Dover (1967) unabridged republication of the the work first published by the North Carolina Historical Commission in 1929. It contains a new introduction by Percy G. Adams. Index. 340pp. 5.375 x 8 inches. Paperbound. ISBN 0-486-25553-0.
One of the most important and entertaining documents of early America is this work by William Byrd (1674-1744). A Virginian aristocrat, landowner, author, and governor, Byrd served as a commissioner in the 1728 survey conducted to establish the boundary between Virginia and North Carolina.

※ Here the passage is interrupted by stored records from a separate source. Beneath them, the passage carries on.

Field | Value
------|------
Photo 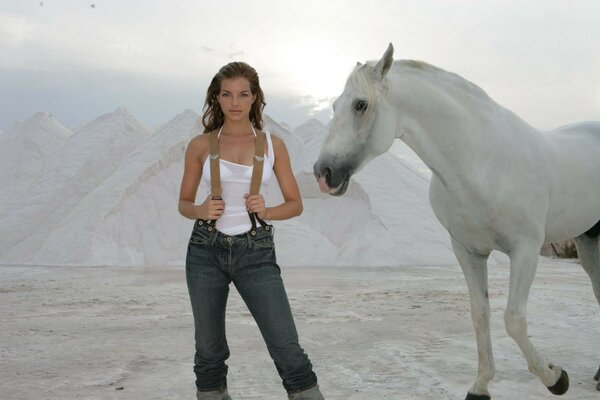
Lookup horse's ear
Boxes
[373,43,394,80]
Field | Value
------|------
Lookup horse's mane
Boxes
[350,60,493,102]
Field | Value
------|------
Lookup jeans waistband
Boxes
[194,219,275,247]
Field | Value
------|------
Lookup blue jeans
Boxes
[185,220,317,393]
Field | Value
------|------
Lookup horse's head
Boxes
[313,43,395,196]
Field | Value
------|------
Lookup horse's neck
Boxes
[388,72,539,181]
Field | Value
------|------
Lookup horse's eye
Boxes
[354,100,368,113]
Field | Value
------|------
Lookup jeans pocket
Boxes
[252,229,275,249]
[189,221,214,245]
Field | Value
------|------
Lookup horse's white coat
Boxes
[315,45,600,395]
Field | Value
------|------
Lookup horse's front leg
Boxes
[504,242,569,394]
[452,239,495,400]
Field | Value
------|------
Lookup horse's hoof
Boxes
[548,369,569,396]
[465,393,491,400]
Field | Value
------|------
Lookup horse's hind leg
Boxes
[574,228,600,390]
[504,241,569,394]
[452,239,495,400]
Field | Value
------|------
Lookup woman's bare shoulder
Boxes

Byrd wrote two accounts of that expedition. The shorter Secret History of the Line is a baldly stated, frank account in which the sharp antagonism among the members of the commission is wittily reported and the participants concealed behind mocking fictitious names. The more formal History of the Dividing Line contains invaluable notes on the botany and zoology of the area (complete enough a coverage to amount to an early natural history of this part of the country) and on the customs, superstitions, and ways of life of the Indians and the few white settlers.
In this edition, with its introduction and numerous running footnotes by William K. Boyd, the two Histories are printed on facing pages, each adding perspective to the other. They can be read as journals of wilderness exploration and adventuring, as social and natural history, or as the major work of one of the finest pre-Revolutionary writers in America.
(The above commentary is provided by Dover Publications, Inc.)